When magnetic reed switch 64 is activated, to initiate a test sequence, decision box 76, the micro controller first tests for fault conditions, box 78. A fault condition has no visible output, box 80, which indicates a bad detector that must be replaced. If there is no fault condition, the test output is compared to the acceptable range. In the preferred embodiment the test output is compared first to a maximum at one end of the range, decision box 82. If the output exceeds the maximum, the LED 32 is flashed at a rapid rate such as twice a second, box 84, and the alarm is activated, box 86. If the output does not exceed the maximum, it is compared to the minimum at the other end of the range, decision box 88. If below the minimum, the LED 32 is flashed at a slow rate, such as once every two seconds, box 90, and the alarm is activated, box 92. If the output is within the acceptable range, the LED does not flash, but the alarm is activated to indicate a successful test, box 94.

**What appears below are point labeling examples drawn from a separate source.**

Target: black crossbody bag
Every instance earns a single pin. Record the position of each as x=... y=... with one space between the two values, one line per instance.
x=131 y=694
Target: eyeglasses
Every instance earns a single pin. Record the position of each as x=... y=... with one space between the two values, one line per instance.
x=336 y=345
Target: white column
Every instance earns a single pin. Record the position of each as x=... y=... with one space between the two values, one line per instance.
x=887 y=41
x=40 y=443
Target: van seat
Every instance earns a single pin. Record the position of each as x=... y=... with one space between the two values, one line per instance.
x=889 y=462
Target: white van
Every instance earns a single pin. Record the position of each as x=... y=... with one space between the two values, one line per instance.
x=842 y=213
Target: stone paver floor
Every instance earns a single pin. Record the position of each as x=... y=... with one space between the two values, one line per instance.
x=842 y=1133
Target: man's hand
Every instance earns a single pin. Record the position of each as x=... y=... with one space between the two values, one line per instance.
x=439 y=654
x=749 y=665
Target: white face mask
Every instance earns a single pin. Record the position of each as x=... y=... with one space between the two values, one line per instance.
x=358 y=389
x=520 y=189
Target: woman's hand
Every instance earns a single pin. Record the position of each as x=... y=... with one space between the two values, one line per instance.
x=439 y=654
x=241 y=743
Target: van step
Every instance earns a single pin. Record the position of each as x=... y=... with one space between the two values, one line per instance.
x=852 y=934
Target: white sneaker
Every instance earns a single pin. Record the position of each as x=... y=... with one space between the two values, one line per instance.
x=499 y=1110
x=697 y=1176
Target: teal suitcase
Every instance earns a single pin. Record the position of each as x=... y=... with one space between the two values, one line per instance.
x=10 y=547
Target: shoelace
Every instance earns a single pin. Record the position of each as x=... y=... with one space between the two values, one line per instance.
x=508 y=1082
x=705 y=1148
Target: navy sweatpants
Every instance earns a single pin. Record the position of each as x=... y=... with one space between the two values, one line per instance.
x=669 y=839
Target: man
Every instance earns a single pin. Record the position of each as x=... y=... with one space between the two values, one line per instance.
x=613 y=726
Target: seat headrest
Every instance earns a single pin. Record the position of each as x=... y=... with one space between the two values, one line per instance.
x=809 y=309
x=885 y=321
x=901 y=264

In summary, the present invention provides a smoke detector including apparatus and a method for testing the detector after installation to make sure it is operating within an acceptable range of sensitivities. Representations or measures of acceptable sensitivities are determined on an individual detector basis and stored in the detector prior to its installation. During a test of the detector after installation, the detector compares its output signal to the predetermined measures of the acceptable range and issues a warning when the output is not within the range. In accordance with the preferred embodiment, the smoke detector compares the test output to maximum and minimum acceptable values and indicates when the output is above the maximum value or below the minimum value. The warning that the detector is outside the acceptable range preferably is a light emitting diode that flashes at one periodic frequency when above said maximum value and another frequency when below said minimum value.
The invention provides a simplified test of a detector's sensitivity within a desired range. Removal of the detector from its installed position is not required, nor is testing with an gaseous sample. According to one feature of the invention, sensitivity is based on the electrical characteristics of each individual detector, not a statistical sampling. According to another feature, the test easily is initiated by an external magnetic probe that removes the detector from its operational mode for only a very short period. All of the above-mentioned features and advantages are available in a detector that can be installed in existing two and four-wire installations. Multiplexed central control is not required.
While the invention has been described with particular reference to a preferred embodiment, it will be understood by those skilled in the art that various changes may be made and equivalents may be substituted for elements of the preferred embodiment without departing from the invention. It is intended that the claims shall cover all such modifications and applications as do not depart from the true spirit and scope of the invention.